I want to install and troubleshoot Python libraries in Amazon EMR and Amazon EMR Serverless clusters.
Resolution
Install Python libraries in Amazon EMR clusters
To install python libraries in Amazon EMR clusters, use a bootstrap action.
Amazon EMR uses puppet, an Apache BigTop deployment mechanism, to configure and initialize applications on instances. Instance-controller is an Amazon EMR software component that runs on every cluster instance. Instance-controller initializes, and then provisions instances based on the instance configuration.

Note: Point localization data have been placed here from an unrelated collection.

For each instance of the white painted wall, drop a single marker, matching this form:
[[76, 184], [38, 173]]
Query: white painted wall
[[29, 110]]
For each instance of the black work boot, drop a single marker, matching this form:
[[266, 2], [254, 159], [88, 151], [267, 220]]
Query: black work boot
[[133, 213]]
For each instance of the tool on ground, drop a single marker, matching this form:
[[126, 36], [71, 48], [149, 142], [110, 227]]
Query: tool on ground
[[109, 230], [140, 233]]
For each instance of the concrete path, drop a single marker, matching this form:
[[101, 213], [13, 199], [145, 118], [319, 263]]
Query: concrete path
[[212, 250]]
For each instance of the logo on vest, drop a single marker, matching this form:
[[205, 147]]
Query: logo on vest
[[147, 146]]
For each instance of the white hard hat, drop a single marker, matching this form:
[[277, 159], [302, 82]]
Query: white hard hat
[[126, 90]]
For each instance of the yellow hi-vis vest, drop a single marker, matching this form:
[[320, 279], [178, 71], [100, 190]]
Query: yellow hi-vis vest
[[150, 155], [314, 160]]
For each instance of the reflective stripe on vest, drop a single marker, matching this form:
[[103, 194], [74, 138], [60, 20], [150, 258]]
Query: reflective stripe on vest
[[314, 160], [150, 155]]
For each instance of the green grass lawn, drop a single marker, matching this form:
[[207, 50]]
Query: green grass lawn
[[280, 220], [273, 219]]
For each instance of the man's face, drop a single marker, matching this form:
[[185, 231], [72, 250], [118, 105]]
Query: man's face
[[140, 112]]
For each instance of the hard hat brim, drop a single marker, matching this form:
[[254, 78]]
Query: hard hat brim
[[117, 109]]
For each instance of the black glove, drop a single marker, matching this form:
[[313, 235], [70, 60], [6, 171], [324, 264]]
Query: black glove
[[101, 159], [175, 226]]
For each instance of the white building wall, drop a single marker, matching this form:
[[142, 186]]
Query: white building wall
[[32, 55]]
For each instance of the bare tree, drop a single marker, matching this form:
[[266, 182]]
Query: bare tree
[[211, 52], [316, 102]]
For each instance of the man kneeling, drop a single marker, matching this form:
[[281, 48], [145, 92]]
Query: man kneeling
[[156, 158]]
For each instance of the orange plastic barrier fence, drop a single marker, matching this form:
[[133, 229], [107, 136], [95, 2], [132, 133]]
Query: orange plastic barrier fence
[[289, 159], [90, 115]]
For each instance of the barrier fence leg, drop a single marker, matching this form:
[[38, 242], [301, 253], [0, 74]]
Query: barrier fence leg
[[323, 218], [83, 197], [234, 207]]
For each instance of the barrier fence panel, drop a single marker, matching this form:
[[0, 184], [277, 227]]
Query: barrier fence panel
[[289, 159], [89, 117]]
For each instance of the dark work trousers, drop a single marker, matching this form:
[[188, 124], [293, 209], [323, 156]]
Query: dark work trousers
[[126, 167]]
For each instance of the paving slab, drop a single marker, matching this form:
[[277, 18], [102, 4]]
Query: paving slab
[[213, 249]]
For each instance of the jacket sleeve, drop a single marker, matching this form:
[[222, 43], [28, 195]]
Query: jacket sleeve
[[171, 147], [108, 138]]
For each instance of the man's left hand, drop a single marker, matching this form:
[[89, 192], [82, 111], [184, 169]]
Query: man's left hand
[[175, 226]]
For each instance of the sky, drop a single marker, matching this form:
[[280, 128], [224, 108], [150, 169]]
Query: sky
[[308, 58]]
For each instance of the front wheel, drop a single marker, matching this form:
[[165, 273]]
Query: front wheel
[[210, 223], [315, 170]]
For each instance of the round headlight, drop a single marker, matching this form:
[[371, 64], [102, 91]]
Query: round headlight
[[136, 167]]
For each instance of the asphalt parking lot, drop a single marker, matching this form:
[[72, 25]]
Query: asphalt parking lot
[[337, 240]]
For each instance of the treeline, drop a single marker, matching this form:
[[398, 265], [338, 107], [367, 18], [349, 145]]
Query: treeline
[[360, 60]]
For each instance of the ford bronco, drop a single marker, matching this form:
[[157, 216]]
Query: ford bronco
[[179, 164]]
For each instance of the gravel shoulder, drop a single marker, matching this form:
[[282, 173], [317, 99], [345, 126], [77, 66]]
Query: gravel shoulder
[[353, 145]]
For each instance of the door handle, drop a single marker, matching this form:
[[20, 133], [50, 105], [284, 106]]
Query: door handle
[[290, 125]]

To start NodeProvisioner at the cluster startup, the instance controller runs the provision node script /usr/share/aws/emr/node-provisioner/bin/provision-node. Then, NodeProvisioner provisions all of the Amazon EMR distribution applications for the node and cluster configuration. NodeProvisioner is a final bootstrap action that runs after all other bootstrap actions run on each cluster node.
For the latest Amazon EMR clusters, bootstrap actions run before Amazon EMR installs applications that are specified at the cluster creation. Also, the bootstrap action runs before cluster nodes process data. If you add nodes to a running cluster, then bootstrap actions run on those nodes. You can create custom bootstrap actions and specify applications to install when you create your cluster.
Install Python libraries in Amazon EMR Serverless clusters
To install Python libraries and use their capabilities within your Spark jobs and notebooks, use one of the following methods based on your use case:
Troubleshoot Python libraries
Python libraries that are installed by bootstrap actions might be overrode by Amazon EMR default libraries. To resolve this issue, create a delayed bootstrap actions or a second stage bootstrap action as a running code. Or, install the packages after you receive the NODEPROVISIONSTATE SUCCESSFUL message.
The following bootstrap action upgrades the library after the application provisioning stage. Add this script as a bootstrap script that runs in the background and exits so that cluster provisioning continues. This script continues to monitor node provisioning and upgrades the library after provisioning.
Example script that upgrades the NumPy version:
#!/bin/bash
set -x
cat > /var/tmp/fix-bootstap.sh <<'EOF'
#!/bin/bash
set -x
while true; do
NODEPROVISIONSTATE=`sed -n '/localInstance [{]/,/[}]/{
/nodeProvisionCheckinRecord [{]/,/[}]/ {
/status: / { p }
/[}]/a
}
/[}]/a
}' /emr/instance-controller/lib/info/job-flow-state.txt | awk ' { print $2 }'`
if [ "$NODEPROVISIONSTATE" == "SUCCESSFUL" ]; then
echo "Running my post provision bootstrap"
# your code here
sudo /mnt/notebook-env/bin/pip install pandas==1.3.5
sudo /mnt/notebook-env/bin/pip install boto==2.49.0
sudo /mnt/notebook-env/bin/pip install boto3==1.25.0
exit
else
echo "Sleeping Till Node is Provisioned"
sleep 10
fi
done
EOF
chmod +x /var/tmp/fix-bootstap.sh
nohup /var/tmp/fix-bootstap.sh 2>&1 &
Note: YARN containers that run a Python package might not use an updated package that can be installed with the preceding resolution. As a result, you'll receive module not found errors when you attempt to install an updated package. To prevent module not found errors, poll the nodemanager service state. Then, run the desired bootstrap action when the nodemanager starts.